Methods for evaluating health quality are central to medical cost-effectiveness analyses. The most important such method is the quality-adjusted life year (or QALY), in which a patient's length of life is given weight proportional to quality of health. However, numerous studies have demonstrated that the correlation between measured QALYs and a patient's current health is at best modest. Moreover, it is known that individuals may trade lifetime for improved health quality when remaining lifetime is long, but not when it is short; and that those with poor health quality may prefer to survive only until important life milestones are achieved and no longer. Current QALY models do not accomodate these sorts of phenomena.
To address these concerns, the investigators will examine methods for incorporating life goals into health preference models. The QALY model already addresses "ongoing goals" that have impact proportional to length of life, such as minimizing chronic pain or maintaining physical mobility. Other goals, termed "extrinsic goals," such as completing an important project or seeing a child graduate from college, are qualitatively different; their achievement has impact independent of length of life. These are not addressed by QALYs. The investigators have generalized the QALY model to incorporate both ongoing goals and extrinsic goals.

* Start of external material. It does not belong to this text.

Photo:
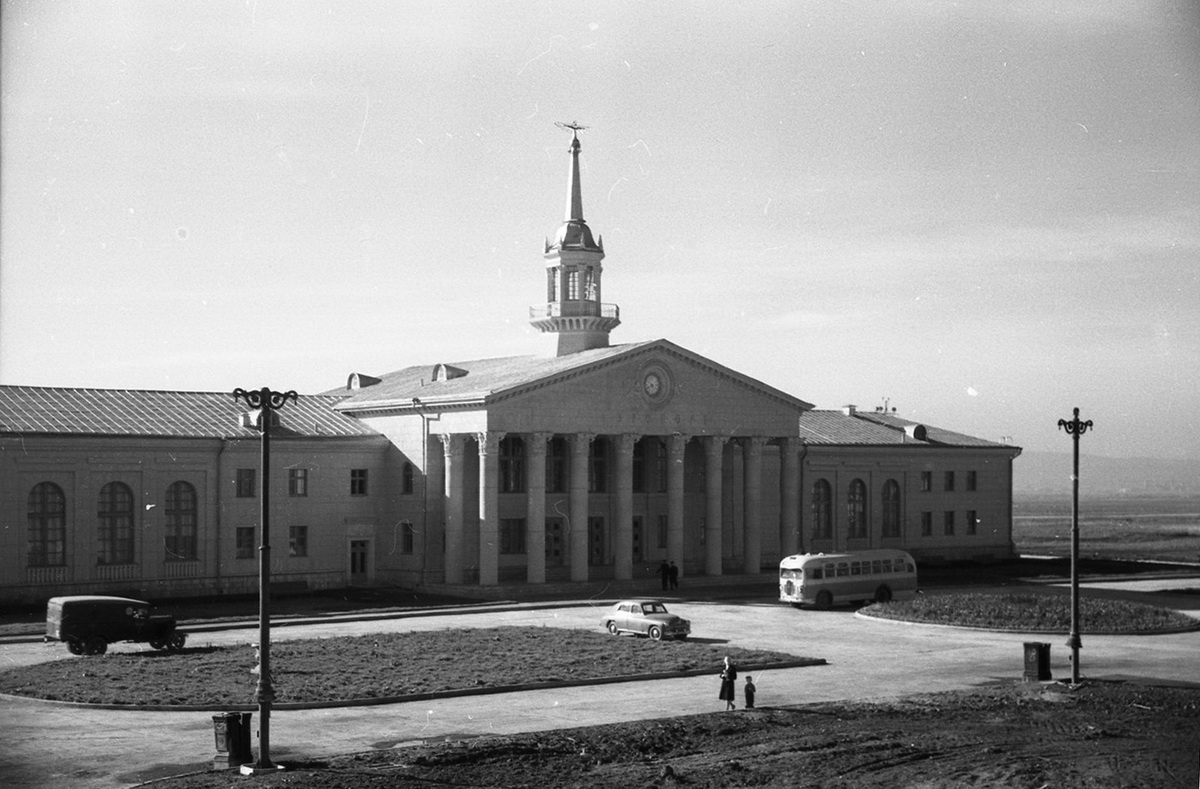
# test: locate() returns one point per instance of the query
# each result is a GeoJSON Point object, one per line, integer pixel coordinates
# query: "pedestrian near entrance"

Guided by this model, the investigators will conduct empirical studies to characterize the kinds of extrinsic goals that are important for the general public and medical patients. They will conduct theoretical studies investigating potential preference models for extrinsic goals, methods for including multiple extrinsic goals, and impacts on published medical decision analyses when extrinsic goals are added. They will determine if extrinsic goals can help explain plausible behavior forbidden by the QALY model or yield better correlation of measured preferences with current health than does QALY.
Despite its limitations, the QALY model has become the standard for modeling patient preferences in medical cost-effectiveness analyses. The investigators' extrinsic-goal model constitutes a fundamental and original augmentation of this standard. It has the potential to benefit society by substantially broadening the types of patient and community preferences included in these analyses.